Second-hand computers are a treasure trove for ID fraud
Second-hand computers are providing a potential treasure trove for criminals committing identity fraud, according to new research carried out by the University of Leicester.
Second-hand computers are providing a potential treasure trove for criminals committing identity fraud, according to new research carried out by the University of Leicester.
The new study into identity theft found that half of the second-hand PCs bought by the research team had not been securely cleaned of data, and that commercially available software could easily be used to retrieve information by an identity thief.
Data retrieved included full name and details (sort code and account numbers) for eight separate accounts with a major high street bank; an e-mail from a travel firm confirming details of a new online account, including password; correspondence with a bank noting change of email address; and details of a CV outlining qualifications and where the person studied.
The study Second-Hand Computers and Identity Fraud was led by Professor Martin Gill, and focused on the second-hand PC market which now accounts for one in 12 of the computers in use worldwide.
Professor Gill said: The fact that we found so much personal information through a focused study indicates that the potential for fraud and identity theft from the second-hand PC market is huge.
More and more of us use PCs to conduct our personal business. We must all be careful not to overlook the virtual information trail that we leave behind us.
Simply re-formatting a hard drive is not enough to make data irretrievable.

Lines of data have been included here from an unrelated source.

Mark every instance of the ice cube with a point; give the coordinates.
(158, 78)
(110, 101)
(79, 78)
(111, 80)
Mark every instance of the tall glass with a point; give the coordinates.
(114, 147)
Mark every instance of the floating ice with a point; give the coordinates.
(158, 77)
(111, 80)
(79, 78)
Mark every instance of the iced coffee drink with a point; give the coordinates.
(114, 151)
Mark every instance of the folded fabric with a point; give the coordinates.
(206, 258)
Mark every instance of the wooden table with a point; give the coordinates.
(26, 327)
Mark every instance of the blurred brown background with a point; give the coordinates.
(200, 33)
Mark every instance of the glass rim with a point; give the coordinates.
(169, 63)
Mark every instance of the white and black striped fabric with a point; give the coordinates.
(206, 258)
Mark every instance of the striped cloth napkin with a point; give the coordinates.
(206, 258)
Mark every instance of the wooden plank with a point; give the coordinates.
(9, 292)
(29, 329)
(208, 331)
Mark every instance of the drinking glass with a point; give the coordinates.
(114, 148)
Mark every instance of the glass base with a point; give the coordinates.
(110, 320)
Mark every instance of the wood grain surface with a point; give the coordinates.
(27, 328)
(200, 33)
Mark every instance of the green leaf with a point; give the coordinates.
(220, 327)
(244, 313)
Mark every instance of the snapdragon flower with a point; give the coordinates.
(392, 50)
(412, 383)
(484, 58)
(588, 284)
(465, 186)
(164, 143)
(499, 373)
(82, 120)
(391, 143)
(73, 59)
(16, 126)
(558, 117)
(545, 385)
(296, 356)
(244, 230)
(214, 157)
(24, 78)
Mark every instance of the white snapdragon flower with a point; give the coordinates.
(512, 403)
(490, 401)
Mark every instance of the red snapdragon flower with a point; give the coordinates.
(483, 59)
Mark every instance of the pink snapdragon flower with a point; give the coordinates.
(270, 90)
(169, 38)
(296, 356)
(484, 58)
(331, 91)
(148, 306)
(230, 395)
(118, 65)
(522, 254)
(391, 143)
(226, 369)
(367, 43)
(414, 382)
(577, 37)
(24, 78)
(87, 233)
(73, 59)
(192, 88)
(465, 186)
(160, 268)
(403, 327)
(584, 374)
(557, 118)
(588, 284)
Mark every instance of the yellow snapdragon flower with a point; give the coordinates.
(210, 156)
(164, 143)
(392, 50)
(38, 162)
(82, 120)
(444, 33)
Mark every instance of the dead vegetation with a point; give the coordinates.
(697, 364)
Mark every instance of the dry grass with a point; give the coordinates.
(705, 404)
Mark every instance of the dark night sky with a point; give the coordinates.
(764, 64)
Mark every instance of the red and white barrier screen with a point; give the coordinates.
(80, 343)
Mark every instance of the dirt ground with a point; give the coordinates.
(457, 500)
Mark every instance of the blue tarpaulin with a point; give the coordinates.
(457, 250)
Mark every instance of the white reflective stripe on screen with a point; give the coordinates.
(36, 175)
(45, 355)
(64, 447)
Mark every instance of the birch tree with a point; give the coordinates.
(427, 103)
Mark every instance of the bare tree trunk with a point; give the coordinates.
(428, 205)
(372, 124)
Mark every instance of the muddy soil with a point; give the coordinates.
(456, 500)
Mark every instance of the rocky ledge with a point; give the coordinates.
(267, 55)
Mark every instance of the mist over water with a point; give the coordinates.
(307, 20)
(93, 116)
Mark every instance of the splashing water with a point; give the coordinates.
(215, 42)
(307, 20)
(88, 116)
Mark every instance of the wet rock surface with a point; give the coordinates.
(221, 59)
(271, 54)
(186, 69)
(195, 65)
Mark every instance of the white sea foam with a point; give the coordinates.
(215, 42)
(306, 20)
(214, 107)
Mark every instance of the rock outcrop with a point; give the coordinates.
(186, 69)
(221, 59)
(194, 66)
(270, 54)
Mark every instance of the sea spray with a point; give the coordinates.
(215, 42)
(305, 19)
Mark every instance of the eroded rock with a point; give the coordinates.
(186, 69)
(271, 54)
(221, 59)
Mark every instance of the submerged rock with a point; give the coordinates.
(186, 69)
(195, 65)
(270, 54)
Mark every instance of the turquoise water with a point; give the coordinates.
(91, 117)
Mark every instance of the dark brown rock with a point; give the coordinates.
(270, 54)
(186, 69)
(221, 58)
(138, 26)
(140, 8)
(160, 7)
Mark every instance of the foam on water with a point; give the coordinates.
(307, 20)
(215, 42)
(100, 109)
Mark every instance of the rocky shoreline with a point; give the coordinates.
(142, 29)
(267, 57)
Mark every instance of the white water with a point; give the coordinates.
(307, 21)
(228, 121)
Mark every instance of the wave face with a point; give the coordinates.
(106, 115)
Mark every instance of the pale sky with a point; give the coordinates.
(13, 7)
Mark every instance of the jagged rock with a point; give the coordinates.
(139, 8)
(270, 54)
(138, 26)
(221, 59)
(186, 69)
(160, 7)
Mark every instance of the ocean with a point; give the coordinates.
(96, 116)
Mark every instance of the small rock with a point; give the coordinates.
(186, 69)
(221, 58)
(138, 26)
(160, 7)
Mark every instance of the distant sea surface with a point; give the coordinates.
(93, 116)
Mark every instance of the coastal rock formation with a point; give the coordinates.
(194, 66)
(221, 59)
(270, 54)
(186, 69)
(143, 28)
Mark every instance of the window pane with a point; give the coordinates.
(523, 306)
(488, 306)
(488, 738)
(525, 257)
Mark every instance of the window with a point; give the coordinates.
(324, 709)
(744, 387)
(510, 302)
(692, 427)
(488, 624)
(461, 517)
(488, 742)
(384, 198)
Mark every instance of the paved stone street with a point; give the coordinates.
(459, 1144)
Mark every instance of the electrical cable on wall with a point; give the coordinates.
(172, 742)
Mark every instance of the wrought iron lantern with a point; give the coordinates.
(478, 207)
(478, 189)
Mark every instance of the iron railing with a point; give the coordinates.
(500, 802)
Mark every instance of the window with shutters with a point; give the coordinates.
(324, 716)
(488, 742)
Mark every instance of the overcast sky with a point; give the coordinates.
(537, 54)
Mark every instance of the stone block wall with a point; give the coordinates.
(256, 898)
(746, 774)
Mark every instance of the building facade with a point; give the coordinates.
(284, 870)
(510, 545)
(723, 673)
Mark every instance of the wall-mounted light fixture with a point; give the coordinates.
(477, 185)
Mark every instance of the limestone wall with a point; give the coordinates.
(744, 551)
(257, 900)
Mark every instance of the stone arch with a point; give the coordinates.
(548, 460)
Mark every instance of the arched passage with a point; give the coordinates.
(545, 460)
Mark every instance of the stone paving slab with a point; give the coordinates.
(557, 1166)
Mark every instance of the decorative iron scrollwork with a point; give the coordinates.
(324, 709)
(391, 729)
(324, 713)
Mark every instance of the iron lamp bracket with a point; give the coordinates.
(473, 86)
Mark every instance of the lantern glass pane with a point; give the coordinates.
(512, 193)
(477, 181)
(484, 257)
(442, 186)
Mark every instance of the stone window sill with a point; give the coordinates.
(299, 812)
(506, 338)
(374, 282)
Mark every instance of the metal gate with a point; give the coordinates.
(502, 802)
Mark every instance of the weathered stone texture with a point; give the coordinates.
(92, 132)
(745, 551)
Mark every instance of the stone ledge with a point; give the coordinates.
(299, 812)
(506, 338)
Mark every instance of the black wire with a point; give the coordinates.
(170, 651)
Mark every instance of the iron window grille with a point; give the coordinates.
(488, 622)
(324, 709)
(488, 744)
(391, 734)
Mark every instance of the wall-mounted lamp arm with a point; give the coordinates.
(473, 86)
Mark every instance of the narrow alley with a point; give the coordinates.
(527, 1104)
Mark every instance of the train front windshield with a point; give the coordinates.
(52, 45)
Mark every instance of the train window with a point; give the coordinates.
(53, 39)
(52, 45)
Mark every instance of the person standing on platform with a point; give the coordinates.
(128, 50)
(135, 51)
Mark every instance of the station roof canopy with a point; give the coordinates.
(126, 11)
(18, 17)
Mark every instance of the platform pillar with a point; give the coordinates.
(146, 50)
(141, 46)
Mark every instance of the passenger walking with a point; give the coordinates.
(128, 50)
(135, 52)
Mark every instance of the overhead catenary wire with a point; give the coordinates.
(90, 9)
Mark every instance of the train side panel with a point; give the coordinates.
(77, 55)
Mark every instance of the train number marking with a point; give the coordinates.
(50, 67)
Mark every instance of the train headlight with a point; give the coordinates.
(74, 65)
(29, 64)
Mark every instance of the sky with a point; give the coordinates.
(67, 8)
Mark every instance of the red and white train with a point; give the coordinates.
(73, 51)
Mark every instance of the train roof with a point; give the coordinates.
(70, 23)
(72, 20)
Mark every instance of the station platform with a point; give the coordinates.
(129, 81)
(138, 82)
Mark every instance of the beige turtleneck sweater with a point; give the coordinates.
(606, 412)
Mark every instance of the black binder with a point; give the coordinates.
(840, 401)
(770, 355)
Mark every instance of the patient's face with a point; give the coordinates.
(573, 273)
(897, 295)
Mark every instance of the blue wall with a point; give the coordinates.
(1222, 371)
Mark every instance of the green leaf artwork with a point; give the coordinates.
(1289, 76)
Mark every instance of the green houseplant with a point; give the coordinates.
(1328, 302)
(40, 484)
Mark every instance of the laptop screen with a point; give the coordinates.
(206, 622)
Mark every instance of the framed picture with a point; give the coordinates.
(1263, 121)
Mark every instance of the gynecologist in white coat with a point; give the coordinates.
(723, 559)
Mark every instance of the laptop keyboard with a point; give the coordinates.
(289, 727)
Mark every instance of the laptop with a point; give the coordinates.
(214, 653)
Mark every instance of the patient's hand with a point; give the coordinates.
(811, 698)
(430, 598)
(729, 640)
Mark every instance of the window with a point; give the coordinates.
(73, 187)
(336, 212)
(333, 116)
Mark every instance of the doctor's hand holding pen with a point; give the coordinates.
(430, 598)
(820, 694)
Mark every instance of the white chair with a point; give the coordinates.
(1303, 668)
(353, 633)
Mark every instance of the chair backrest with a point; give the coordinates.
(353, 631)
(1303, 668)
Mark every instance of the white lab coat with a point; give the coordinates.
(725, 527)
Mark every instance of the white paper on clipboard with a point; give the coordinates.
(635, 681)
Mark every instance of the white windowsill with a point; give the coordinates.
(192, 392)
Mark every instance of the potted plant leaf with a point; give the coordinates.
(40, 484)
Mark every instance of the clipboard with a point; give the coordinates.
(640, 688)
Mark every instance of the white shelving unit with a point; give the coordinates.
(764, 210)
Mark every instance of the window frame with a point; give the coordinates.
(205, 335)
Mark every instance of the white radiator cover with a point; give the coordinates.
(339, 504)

Anyone disposing of a personal computer must ensure that all data is securely deleted using specialist software to wipe over every sector of the hard drive.
In one instance a computer which provided plenty of personal information was bought via an internet auction; the seller not only said that the computer had been re-formatted, but he also noted that 20 more of his clients old computers were shortly going to be made available for auction.
Professor Gill said that internet auction sites represent a good opportunity for identity fraudsters to obtain previously used computers; based on the results of a search conducted across one popular auction website on January 24, 2006, as many as 13,000 second-hand or refurbished laptops and PCs are up for auction at any given time.
However, its not just those that sell their unwanted computers that are under threat. The reports sponsor, Capital One, has warned that disposing of a PC is just as dangerous, as discarded computers and hard drives can be picked up for free, or for a small charge, at local refuse centres.
Justin Basini of Capital One, added: To date most of the advice surrounding protecting oneself against fraud and identity theft has centred around looking after personal, paper-based documentation. But that wont account for the digital fingerprints that we leave behind on our PCs.
We hope that our study will alert people to the dangers and encourage them to thoroughly cleanse computers before letting them out of their possession.
According to research published by CIFAS, there were approximately 60,000 victims of identity theft in 2005 (a 14 per cent increase over 2004), and APACS reports that seven per cent of all plastic fraud is related to identify fraud, costing approximately £37 million last year alone.
The report outlines basic advice for wiping data from PCs, including:
Remember that the delete function does not securely wipe/erase the data much of it will be retrievable.
Reformatting the hard drive does not wipe/erase the data.
Always wipe the whole hard drive using a specialist software application before disposing of the computer.